Skip Nav

How to Share The Holidays With Your Spouse’s Family

8 Ways to Split the Holidays With Your Partner's Family (and Stay Sane)

The holidays are the go-to time for caroling, buying gifts, and sneaking in some face time with the relatives you only get to see every so often. And if you have a partner you're sharing the holidays with, there's a whole other group of people you get to spend time with: their parents and entire extended family. If this is your first time around the block with your special someone's gaggle of aunts, uncles, and cousins (or if you've met them already and just want things to run as smoothly as possible!), this list of tips, tricks, and discussion topics to all-out avoid will ensure you leave the dinner table stress-free.

1. Make your plans clear to both parties ahead of time. The best way to avoid any confusion (or impending sighs from your mom when it comes time to leave and head over to your partner's house) is to tell them beforehand exactly when you plan on coming and going. Are you sleeping over and doing presents Christmas morning? Great, pack your favorite pair of matching pjs and call fives on the bed you want a few days beforehand. The bottom line: stick to a schedule that first and foremost makes you the least stressed out. You're the ones traveling, after all. Stick to your plan regardless of any grumbling.

2. Ask what (if any) holiday activities your family's doing beforehand. If you're traveling far for the holiday season, make sure you touch base with your host about what the itinerary looks like. No one likes a family ski day or full-day shopping trip to the outlets sprung on them last minute. If the whole squad is hanging around the house for a day or two, great, but if your in-laws are known to be spontaneous, try to get ahead of the surprises before packing your suitcase. It'll save you time and money in the long run.
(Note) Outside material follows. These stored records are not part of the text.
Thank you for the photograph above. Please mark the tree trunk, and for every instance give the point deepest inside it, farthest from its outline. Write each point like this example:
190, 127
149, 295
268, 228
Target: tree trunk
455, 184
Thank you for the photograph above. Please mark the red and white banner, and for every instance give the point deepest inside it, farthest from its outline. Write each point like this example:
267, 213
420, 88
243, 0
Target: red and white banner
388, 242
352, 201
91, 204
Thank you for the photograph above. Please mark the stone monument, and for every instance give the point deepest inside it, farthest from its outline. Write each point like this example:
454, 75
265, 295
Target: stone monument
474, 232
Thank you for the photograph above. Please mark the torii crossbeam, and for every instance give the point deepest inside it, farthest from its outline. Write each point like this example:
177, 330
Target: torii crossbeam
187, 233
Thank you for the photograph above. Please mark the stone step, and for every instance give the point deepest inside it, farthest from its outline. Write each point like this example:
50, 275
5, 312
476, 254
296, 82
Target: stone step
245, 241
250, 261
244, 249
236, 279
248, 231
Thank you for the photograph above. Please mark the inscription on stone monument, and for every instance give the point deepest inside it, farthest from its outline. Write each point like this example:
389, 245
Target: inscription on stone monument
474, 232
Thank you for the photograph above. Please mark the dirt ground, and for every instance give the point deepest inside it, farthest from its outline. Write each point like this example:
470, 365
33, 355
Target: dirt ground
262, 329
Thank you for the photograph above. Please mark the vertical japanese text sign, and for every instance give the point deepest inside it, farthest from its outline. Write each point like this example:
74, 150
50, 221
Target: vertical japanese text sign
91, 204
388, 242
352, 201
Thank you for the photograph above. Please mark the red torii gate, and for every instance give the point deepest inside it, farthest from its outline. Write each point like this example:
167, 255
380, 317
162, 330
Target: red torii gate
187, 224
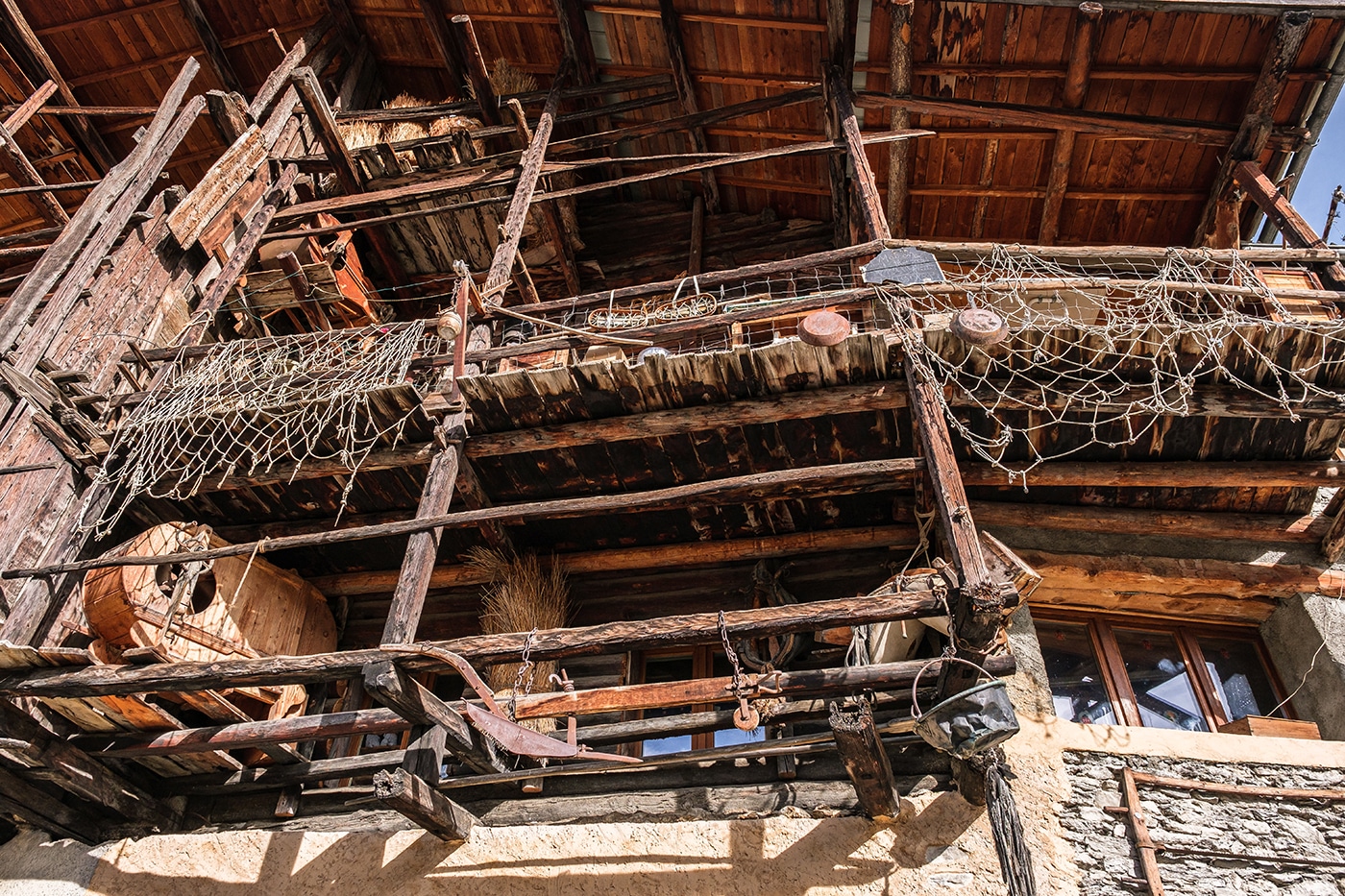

3. Be as flexible as possible with your travel plans. The holiday season is the busiest time of year when it comes to transportation across the board. Whether you're going via plane, train, or automobile, you can bet on delays, crowds, and inevitable surcharges. The best way to battle travel-induced headaches? Give yourself as much time as humanly possible to get from point A to point B. Yes, everyone in your office is going to be grappling for that extra day off right before Christmas, but taking even an extra half a day of PTO will pay off in spades if you and your partner's schedules allow for it. No one wants to be late to family dinner thanks to a delayed connection or massive hail storm, so don't cut it too close.

4. Get a handle on the present situation ASAP. Doing the gift-giving dance with your in-laws is one of the most complex art forms. Without question, the best bet is for the adults to do secret Santa (or white elephant) as a group, and then dole out a few small gifts to the kids. Unsure how your spouse's family tackles the whole gift-giving thing? Have your partner talk it out with their parents and siblings so you don't show up empty-handed. If your spouse's siblings have kids, a good rule of thumb is to always get them something (even if it's small!) unless they're one of six kids or you're told otherwise.

5. Find an appropriate hostess gift. If you have a few years of marriage under your belt, picking out the perfect hostess gift might be a walk in the park. But if you're newly married (or have an MIL who has everything) go mainstream with a holiday-themed flower arrangement, thoughtful ornament, or a festive serving tray. Seriously, who doesn't love tiny cheese knives or a Santa-themed pie plate? No one. You can also opt for a moderately priced bottle of wine, unless there's a vino snob in the house — then by all means stick with something non-alcoholic.

6. Avoid talking about any polarizing topics at the dinner table. Yes, in every single family there's bound to be a crazy Uncle Marvin whose ideologies don't exactly line up with yours, and that's perfectly fine. Just be cognizant of the comments you make under your breath and don't engage in any heated debates unless you're OK with a full-blown argument breaking out. Pro tip: few topics are truly worth the trouble. Steer clear from anything related to politics (for the love of all things holy), bad-mouthing any of your partner's family members, or anything to do with finances. If there's a family member who gives you a particularly hard time, just be as polite as possible and sit far, far away from them at the table.

7. Show up to each destination with all your gifts organized and wrapped. This will 100 percent save you from a dreadful headache. Wrap, label, and organize every gift before you load up the car for that seven-hour road trip even if you're going a week before. It's one less thing to worry about and the odds your partner's mom is going to rent out her gift-wrapping room to you without making it a big deal is slim to none.

8. Don't feel bad about taking a little time for yourself. There is absolutely nothing wrong with spending a little alone time as a couple, even if you're traveling or staying with family. Sneak out to go for a walk one afternoon or show your better half the best place to score an awesome slice of pizza one night. It will keep you on the same page and inject a little romance into an often cramped, or at the very least, hectic, holiday experience.